For the ALAN project we've created a Team so that we can all have full access to our repositories settings, which means that if there's an emergency any developer can access all options, and that when we need to enable features we don't have to wait for an owner to do so.

Should we create the Team at this point? My only concern is losing the Git.io short URL, for we were lucky enough that no one had taken https://git.io/git-book already (quite a cool domain I'd say).

SicroAtGit commented 3 years ago

Are you 100% sure about this?

Yes, in this repository I deleted some PR branches with SM and I still see a restore button when I look at the PRs.

But maybe that was because it was an orphan branch?

Yesterday I created a test repository on GitHub to test also PRs to orphaned branches and also in this case there is a restore button.

Maybe there were problems in the past.

That's why in the early stages I proposed to crate a Team

Yes, I can remember. We haven't come up with a good name for the organization yet, and because I assumed we wouldn't be creating repositories that both require full access rights, it's been a low priority on my to-do list until now.

I'll think about an organization name again today and email you then.

Maybe the old URL would be just redirected to the new one, but I'm not 100% sure.

What's transferred with a repository? All links to the previous repository location are automatically redirected to the new location. When you use git clone, git fetch, or git push on a transferred repository, these commands will redirect to the new repository location or URL.

IRC, redirection doesn't work for GHPages websites, I once transferred a repository that had a website to another account and lost the Posh URL that I had created.

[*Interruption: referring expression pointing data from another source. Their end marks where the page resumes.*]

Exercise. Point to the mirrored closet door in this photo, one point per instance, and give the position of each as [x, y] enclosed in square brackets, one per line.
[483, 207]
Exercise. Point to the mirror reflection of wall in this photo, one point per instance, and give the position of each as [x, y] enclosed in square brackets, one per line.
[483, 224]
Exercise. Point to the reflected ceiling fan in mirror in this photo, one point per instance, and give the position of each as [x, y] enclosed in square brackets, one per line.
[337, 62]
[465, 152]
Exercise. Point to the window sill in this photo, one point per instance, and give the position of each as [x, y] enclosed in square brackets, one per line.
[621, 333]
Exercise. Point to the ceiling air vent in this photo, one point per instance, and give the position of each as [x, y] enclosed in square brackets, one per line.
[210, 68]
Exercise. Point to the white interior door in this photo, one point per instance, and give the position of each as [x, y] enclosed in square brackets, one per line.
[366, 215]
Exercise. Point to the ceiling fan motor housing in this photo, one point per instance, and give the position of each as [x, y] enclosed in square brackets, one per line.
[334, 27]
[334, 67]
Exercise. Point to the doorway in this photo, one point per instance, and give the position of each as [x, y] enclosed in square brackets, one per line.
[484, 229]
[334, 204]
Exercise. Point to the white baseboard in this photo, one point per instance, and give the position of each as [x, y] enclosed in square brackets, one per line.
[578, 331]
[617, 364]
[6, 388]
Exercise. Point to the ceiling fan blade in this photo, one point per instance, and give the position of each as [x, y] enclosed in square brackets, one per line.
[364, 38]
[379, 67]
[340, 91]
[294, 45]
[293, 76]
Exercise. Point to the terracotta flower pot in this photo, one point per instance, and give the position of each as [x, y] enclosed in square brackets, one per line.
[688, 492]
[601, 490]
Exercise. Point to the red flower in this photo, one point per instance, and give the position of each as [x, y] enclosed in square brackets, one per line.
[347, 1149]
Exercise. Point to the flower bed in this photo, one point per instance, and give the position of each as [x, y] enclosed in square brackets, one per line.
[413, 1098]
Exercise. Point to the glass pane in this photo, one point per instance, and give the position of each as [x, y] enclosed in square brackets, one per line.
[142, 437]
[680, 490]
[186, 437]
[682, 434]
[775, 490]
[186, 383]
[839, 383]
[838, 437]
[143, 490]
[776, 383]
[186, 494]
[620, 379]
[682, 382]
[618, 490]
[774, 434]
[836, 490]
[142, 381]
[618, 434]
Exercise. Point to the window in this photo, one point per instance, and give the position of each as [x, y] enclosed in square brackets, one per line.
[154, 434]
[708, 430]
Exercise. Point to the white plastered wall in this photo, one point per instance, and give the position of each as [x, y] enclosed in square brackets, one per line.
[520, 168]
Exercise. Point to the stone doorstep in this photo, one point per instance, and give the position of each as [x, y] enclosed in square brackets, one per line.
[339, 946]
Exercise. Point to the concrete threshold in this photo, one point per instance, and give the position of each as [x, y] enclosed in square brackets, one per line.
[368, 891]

What's transferred with a repository? If the transferred repository contains a GitHub Pages site, then links to the Git repository on the Web and through Git activity are redirected. However, we don't redirect GitHub Pages associated with the repository.

My only concern is losing the Git.io short URL

I suspect that will happen, sorry.

I read here that you can tell Git.io a desired short name (see: specify your own code). Maybe gitbook, git~book or _gitbook is still free.